When is a number square in Galois field $p^n$ if it's not square mod $p$?

Question

Here is the problem, that I'm stuck on.

There is no square root of $a$ in $\mathbb{Z}_p$. Is there square root of $a$ in $GF(p^n)$?

Well, it's certainly true that $$x^{p^n}=x$$ and $$x^{p^n-1}=1$$ for nonzero $x$.

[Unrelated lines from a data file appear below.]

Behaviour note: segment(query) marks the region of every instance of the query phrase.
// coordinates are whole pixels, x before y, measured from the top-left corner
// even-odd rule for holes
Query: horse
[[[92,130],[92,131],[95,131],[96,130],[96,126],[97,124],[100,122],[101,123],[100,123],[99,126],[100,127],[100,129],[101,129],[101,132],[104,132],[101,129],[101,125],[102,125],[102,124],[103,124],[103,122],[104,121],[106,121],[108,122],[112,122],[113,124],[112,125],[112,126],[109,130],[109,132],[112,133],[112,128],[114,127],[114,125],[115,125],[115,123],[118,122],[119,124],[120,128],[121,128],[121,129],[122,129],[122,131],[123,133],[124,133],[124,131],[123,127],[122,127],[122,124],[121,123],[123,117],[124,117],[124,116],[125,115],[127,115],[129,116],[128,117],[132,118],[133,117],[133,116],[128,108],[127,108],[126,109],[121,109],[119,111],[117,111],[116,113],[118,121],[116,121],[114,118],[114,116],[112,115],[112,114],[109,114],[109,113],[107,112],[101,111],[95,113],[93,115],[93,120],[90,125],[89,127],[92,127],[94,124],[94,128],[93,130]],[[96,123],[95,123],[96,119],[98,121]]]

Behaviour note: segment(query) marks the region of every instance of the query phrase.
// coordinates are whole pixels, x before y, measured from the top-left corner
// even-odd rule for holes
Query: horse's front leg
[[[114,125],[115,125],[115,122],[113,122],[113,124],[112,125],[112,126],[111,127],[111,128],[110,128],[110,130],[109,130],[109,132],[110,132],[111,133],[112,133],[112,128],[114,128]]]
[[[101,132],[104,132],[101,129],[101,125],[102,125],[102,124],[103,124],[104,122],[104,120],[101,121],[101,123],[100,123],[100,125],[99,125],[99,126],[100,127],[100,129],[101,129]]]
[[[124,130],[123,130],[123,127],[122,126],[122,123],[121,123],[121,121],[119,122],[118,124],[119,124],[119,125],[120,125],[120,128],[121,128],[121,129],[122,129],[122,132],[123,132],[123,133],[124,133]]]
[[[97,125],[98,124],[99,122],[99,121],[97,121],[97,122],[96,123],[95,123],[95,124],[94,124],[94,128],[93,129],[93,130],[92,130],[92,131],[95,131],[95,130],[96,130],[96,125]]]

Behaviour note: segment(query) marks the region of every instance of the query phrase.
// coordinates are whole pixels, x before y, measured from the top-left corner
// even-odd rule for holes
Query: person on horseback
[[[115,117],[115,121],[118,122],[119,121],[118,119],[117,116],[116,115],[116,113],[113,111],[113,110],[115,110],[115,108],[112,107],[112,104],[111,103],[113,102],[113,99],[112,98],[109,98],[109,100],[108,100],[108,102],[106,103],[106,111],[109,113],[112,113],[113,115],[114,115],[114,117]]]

If there is such an $x$ that $a=x^2$ then $$a^{\frac{p^n-1}{2}}=1$$ Now this actually is an equation in $\mathbb{Z}_{p}$ only, so I can write $$a^{\frac{p^n-1}{2}}\equiv 1\mod p$$

Now the answer seems to be just a touch away because I know that $x^2\equiv a \mod p$ iff $a^{(p-1)/2}\equiv 1 \mod p$. How can I tie the ends together, what am I missing?

Answer 1

If $a$ is not a square in $\mathbb F_p$, then it is a square in $\mathbb F_{p^n}$ precisely when $n$ is even. Indeed, $\mathbb F_p(\sqrt a)$ is a quadratic extension of $\mathbb F_p$, hence $\mathbb F_p(\sqrt a) = \mathbb F_{p^2}$. Now, we know that $\mathbb F_{p^m} \subseteq \mathbb F_{p^n}$ if and only if $m \mid n$. It follows that $a$ is a square in $\mathbb F_{p^n}$ if and only if $\mathbb F_p(\sqrt a) \subseteq \mathbb F_{p^n}$ if and only if $2 \mid n$.

Answer 2

Because finite fields are uniquely determined by their order, you know that if $a\in\Bbb Z$, then one of two things is true, either $a=x^2$ for some other $x\in\Bbb Z/p=\Bbb F_p$, or not. In the case it is not, then $x^2-a$ is irreducible over $\Bbb F_p$. If so then

$$\Bbb F_p[x]/(x^2-a)\cong\Bbb F_{p^2}$$

and this is independent of choice of non-square $a\in\Bbb F_p$. Since there is only one field of order $p^2$, all integers are squares iff

$$\Bbb F_{p^n}\supseteq\Bbb F_{p^2}\iff 2|n$$